Haverford’s Center for Peace and Global Citizenship (CPGC) hosted a discussion in Stokes Auditorium on April 16 regarding the current difficulties of biking between the campuses of Haverford and Bryn Mawr. Approximately thirty students—including several from Bryn Mawr—and fifteen other community members attended.
Julie Miller, the Program Coordinator for the CPGC, wrote in an email announcing the event: “Haverford and Bryn Mawr Colleges sit less than two miles from one another, are deeply interconnected, and are each within miles of extraordinary trail networks in the City of Philadelphia and in Lower Merion Township. Yet no trails exist between the institutions. Come to this presentation to consider how this could change.”

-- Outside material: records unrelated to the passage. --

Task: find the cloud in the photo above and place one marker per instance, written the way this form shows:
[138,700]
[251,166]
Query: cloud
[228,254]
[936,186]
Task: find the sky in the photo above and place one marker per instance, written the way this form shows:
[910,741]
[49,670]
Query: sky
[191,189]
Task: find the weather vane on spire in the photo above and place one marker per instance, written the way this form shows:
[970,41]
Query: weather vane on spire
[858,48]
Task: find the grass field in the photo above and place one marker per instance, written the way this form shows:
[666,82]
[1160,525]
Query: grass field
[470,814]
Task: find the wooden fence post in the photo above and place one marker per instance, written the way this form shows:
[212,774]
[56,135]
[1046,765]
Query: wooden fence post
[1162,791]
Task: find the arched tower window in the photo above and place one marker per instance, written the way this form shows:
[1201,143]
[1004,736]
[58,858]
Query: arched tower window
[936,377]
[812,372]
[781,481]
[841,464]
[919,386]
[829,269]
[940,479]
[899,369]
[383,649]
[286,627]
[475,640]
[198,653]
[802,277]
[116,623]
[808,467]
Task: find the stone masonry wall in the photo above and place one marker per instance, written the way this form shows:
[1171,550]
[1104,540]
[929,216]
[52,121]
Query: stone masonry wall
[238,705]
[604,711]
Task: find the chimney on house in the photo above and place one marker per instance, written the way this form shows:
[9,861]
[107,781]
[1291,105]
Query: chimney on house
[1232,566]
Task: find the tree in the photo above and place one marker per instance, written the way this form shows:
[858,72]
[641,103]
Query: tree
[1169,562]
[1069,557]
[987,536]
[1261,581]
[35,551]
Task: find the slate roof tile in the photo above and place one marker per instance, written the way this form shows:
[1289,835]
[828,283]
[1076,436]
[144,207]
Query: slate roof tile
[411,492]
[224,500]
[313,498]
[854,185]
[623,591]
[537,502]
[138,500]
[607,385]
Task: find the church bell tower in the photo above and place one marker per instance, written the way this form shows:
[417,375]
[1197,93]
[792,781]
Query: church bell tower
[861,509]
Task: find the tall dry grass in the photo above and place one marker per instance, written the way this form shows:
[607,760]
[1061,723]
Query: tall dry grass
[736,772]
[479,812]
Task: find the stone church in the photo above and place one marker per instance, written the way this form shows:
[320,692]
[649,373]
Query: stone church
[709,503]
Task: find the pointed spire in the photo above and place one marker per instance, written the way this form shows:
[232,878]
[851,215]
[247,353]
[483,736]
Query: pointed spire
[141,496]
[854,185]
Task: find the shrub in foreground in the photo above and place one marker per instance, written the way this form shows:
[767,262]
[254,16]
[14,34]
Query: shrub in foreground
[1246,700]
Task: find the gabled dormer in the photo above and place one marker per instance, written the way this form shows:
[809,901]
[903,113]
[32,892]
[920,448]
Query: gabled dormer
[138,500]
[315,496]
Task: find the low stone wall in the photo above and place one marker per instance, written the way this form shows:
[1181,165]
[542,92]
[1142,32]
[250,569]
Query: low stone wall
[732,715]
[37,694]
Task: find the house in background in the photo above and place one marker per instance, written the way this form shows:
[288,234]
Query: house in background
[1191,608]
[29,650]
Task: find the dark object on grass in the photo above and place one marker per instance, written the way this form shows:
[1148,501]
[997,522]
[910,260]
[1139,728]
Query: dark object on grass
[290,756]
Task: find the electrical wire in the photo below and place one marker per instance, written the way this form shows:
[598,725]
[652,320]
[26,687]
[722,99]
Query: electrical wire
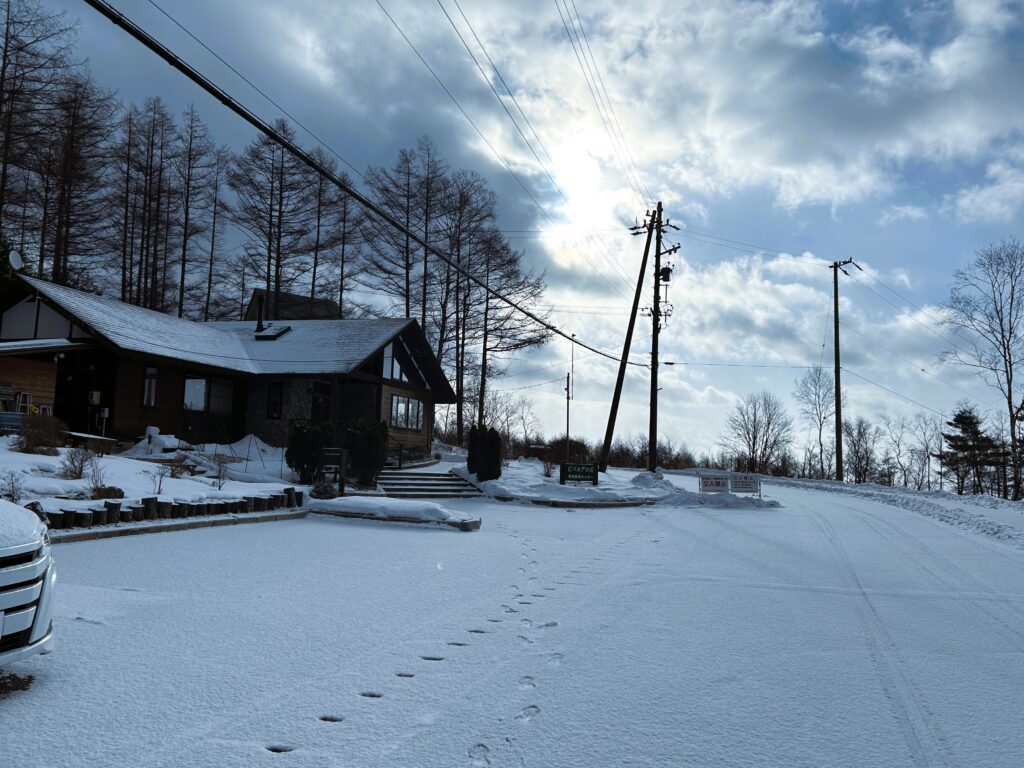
[148,41]
[522,134]
[256,88]
[485,140]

The first speaker was Eric Hartman, Executive Director of the CPGC, who set the theme for the meeting: creating a safer environment for biking in the area surrounding the Bi-Co. Noting that he had been a bike commuter for fifteen years all around the country, he said that this was “one of the scariest places to get on a bicycle” that he had experienced.
Chris Leswing, Director of Building and Planning for Lower Merion Township, gave a presentation to discussion attendees. Though the majority of Haverford’s campus lies outside of Lower Merion Township, Bryn Mawr’s campus is entirely within the township and any bike route between the two campuses would be mostly contained within it.
Leswing expressed his view that “bikes are the future” of transportation options, but cautioned the audience that building bike infrastructure is an incremental process. Improvements such as off-street trails and bike lanes often only materialize with commercial development; Leswing explained that the township will extract these concessions in the process of approving their proposals.
Turning specifically to the Bi-Co, Leswing said that the preferred option is signing and improving a “low-stress bike route” between the campuses. Leswing acknowledged that the western part of the township, which includes the Bi-Co, currently “doesn’t have good [bike] infrastructure” because of its suburban character.
Several audience members echoed Leswing’s concerns about safety. One attendee who identified herself as a local resident recalled the death of Russell Garrett in 2010. Garrett, a professor at Haverford, was killed in a collision with a driver while cycling along West Chester Pike.
Kayla Patton BMC ’18 added that the enthusiasm that many first-years have about biking disappears once they realize how difficult it is to ride between the Bi-Co. “Lots of students who try it out find it terrifying,” she said.
Others offered tentative support. Trevor Esilu ’21, brought up the bike share program created by the Committee for Environmental Responsibility. “We have a goal of establishing a strong community of bikers,” he said.
Presenting second was Leonard Bonarek, a regional planner with the Bicycle Coalition of Greater Philadelphia.
He showed a map of all planned trails in the Philadelphia metropolitan area, pointing out the Valley Forge – Heinz Refuge Trail. This path would border Haverford’s campus, running alongside the Norristown High Speed Line. “We have a lot of work with SEPTA to get this done,” said Bonarek.
According to Bonarek, off-street paths like the Valley Forge – Heinz Refuge Trail are the highways of the bicycling world, while low-stress routes are the feeder streets for the trails.
Bonarek displayed the specific backstreet route between Haverford and Bryn Mawr that the Bicycle Coalition and Lower Merion Township identified. “It’s a relatively low-stress route,” said Bonarek. “It just needs some wayfinding signage to get people to use it.”
The Clerk has reproduced this two-mile-long route in Google Maps. As presented at the meeting, the suggested cycling route includes cutting across two private parking lots—owned by the parish of Our Mother of Good Counsel and Harcum College. No representatives from either institution attended the discussion.
In the long term, Bonarek expressed hope that the Bicycle Coalition could work with the county to “tame” Montgomery Avenue, providing a safe alternative to Harcum’s parking lots. According to Leswing, this could include converting Montgomery Avenue from a four-lane road to a three-lane road, which would free up space space for middle turn lanes, medians, and bike lanes.
Both Bonarek and Leswing emphasized the importance of getting Bi-Co community members to push for the creation of the new cycling route. “Just build a demand,” said Leswing, “then it’s easier to solve it.” Bonarek even brought up the possibility of “guerrilla urbanism”, encouraging audience members to put up signage along the route themselves.